Pipelines

K3 doesn’t just store objects — it processes them. Every bucket can attach sources, pipelines, and rules that turn any new object into structured rows, vector embeddings, or any other artifact, automatically and asynchronously.

This is the K3-specific differentiator over plain S3: you PUT a PDF; ten seconds later it’s chunked, embedded, and searchable in a vector collection. You write a CSV to a bucket; rows land in a warehouse table. No glue code.

The production path: just upload

The fast version: every bucket comes with an auto-created internal S3 source. You don’t register it, you don’t authenticate it — it’s there from CreateBucket. Every direct upload to the bucket fires through your rules into your pipelines. That’s the production-ready ingest channel today.
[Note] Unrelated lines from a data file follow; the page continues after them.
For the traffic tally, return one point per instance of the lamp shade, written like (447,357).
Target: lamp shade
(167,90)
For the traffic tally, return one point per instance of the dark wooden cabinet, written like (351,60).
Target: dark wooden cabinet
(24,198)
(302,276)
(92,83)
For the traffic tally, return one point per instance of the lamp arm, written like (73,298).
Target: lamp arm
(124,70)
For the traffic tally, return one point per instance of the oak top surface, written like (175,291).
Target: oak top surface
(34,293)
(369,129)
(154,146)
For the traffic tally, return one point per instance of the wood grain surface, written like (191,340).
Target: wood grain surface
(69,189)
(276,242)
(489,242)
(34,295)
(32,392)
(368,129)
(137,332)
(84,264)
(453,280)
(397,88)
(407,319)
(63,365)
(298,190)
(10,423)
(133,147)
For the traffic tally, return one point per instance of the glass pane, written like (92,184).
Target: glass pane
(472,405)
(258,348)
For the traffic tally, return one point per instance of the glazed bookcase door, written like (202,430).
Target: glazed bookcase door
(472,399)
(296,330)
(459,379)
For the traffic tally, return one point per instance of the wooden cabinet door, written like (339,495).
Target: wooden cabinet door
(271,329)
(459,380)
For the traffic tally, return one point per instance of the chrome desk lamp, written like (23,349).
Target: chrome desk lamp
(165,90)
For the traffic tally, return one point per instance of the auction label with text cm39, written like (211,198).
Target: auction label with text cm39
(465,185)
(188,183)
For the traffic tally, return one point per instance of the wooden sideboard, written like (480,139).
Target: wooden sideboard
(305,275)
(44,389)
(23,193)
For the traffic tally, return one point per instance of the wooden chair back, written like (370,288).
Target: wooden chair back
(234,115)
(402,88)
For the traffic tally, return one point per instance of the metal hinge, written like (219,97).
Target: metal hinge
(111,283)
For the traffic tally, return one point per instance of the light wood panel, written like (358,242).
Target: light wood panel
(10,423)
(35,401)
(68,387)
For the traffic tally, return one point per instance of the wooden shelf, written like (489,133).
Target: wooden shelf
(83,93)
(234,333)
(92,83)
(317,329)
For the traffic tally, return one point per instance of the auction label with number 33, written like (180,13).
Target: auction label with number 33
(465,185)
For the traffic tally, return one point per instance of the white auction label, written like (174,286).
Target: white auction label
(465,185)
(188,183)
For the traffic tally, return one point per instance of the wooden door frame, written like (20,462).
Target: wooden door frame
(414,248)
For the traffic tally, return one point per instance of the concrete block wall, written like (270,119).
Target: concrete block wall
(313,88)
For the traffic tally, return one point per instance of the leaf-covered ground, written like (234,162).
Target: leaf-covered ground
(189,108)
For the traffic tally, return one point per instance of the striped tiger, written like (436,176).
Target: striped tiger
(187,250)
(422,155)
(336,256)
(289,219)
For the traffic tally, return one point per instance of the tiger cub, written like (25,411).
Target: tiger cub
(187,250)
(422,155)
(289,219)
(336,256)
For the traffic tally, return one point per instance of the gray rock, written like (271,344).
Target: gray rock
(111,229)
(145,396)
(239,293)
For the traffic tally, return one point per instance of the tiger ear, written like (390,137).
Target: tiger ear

External sources (Google Drive, SharePoint, Confluence, GitHub) and their OAuth + credential flows are available in the API but are Preview — solidifying for production use. The rest of these docs cover the full surface; the Preview pieces are clearly marked.

The six entities

	What it is	Status	Proto package
Source	Where objects come from. `InternalS3` is auto-created per bucket (Production). `GoogleDrive`, `SharePoint`, `Confluence`, `GitHub` are Preview.	mixed	`dodil.k3.source.v1`
Credential	How K3 auths to a source. Used only for external sources today.	Preview	`dodil.k3.source.v1`
Pipeline	The recipe — a Scriptum template + options + optional destination	Production	`dodil.k3.pipeline.v1`
Template	Catalog entry from Scriptum — what new pipelines can spawn from. K3 ships a rich production catalog (core / embedding / vision / ecommerce) — see Templates	Production	`dodil.k3.pipeline.v1`
Rule	The trigger — glob/MIME/size filters that bind a source to a pipeline	Production	`dodil.k3.ingest.v1`
Ingest job	One execution of one pipeline against one object	Production	`dodil.k3.ingest.v1`

How it works


   your object  ──upload──►  bucket
                                │
                                │  rules match (path / MIME / size)
                                ▼
                         pipeline runs
                       (Scriptum template
                        + your options)
                                │
                                ▼
                          destination
                     (vector collection /
                      warehouse table /
                      nothing — free pipeline)

An object lands — a direct S3 PUT to the bucket, or a sync from an external source (Google Drive, GitHub, …) discovers a new file.
K3 evaluates the bucket’s rules against the object — does its path match the globs? does its MIME or size pass the filters?
For each matching rule, K3 runs the bound pipeline against the object. A pipeline is a Scriptum template (the recipe) plus your per-pipeline options.
Results land in the pipeline’s destination — a vector collection, a warehouse table, or nothing (a free pipeline just runs the script and surfaces its output via the job record).
Every run is tracked as an ingest job you can inspect, retry, or replay. Transient failures are retried automatically.

Pipeline kinds

A pipeline’s kind is derived from its destination:

vector — destination is a vector collection (see Vector). Outputs are embeddings + chunks indexed for similarity search.
warehouse — destination is a table (see Tables). Outputs are structured rows.
free — no persistent destination. The Scriptum script runs and its outputs are observed via the ingest job; useful for one-off computation, side-effects, or pipelines whose output you’ll fan out yourself.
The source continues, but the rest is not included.